But, a decade later, Molokwu admits that Fela's spirit continues to guide him. His e-mail address, after all, reflects one of Kuti's best known songs, "Water No Get Enemy." It's a song about resilience. Molokwu was injured in an accident in 1999 while living in the Triangle. He fought hard to keep he and his family above water, working constantly as a cab driver and even a car salesman. But now, he's ready to return to the entertainment industry.

"Sunny Ade encouraged me to start my company Instant Media Communications to represent African musicians for African audiences," he says of his new artist management and promotion company, where he promotes African musicians in their local markets. He was just named the international coordinator for the Nigerian Music Awards in May, in Abuta, Nigeria, and WSHA—the radio station at Shaw University—gave Molokwu a job in securing financial support for the station's programming. He hopes to be hosting a radio show there soon. But Molokwu admits that his primary business focus will be Zanziba, the space he's opening at 1625 Capital Blvd. in Raleigh.

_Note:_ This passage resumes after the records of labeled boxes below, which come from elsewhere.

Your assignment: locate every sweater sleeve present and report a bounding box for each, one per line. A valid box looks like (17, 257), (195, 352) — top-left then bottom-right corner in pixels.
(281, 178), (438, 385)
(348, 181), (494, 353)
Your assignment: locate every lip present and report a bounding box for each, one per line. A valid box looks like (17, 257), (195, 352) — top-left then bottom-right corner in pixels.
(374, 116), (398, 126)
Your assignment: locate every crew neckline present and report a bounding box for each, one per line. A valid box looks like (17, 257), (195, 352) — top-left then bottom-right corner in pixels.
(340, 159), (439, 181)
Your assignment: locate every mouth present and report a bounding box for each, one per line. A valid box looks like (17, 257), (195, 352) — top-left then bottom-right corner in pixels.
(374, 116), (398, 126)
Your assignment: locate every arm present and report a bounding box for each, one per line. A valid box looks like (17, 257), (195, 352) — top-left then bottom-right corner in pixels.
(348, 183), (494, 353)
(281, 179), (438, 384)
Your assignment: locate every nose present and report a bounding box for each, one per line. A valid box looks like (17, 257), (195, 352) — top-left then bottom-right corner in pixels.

"Raleigh has never had a club where people could come to enjoy the humanistic angles of African life; most people still think of poverty and hunger," says Molokwu, who became involved with the club after his cousin asked him for assistance because of his experience in the music industry. He says he hopes to have a place for people to come and learn about his people and to have a place for African and Caribbean transplants to network and have what he calls a "comfort zone."

Molokwu says Zanziba will start out with live music every other weekend, and he hopes to add an unplugged blues night once a week and book reggae and African musicians when they start touring this summer. "African musicians are used to the summertime, unlike us," he says with a big chuckle.

Essentially, Molokwu hopes to create his own pocket of African culture in the capital city, even when more mainstream business ventures are closing or being nudged out. It's a bit of Fela Kuti's maverick spirit still at work through a transplanted disciple.

Zanziba opens Friday, March 16 at 1625 Capital Blvd. in Raleigh.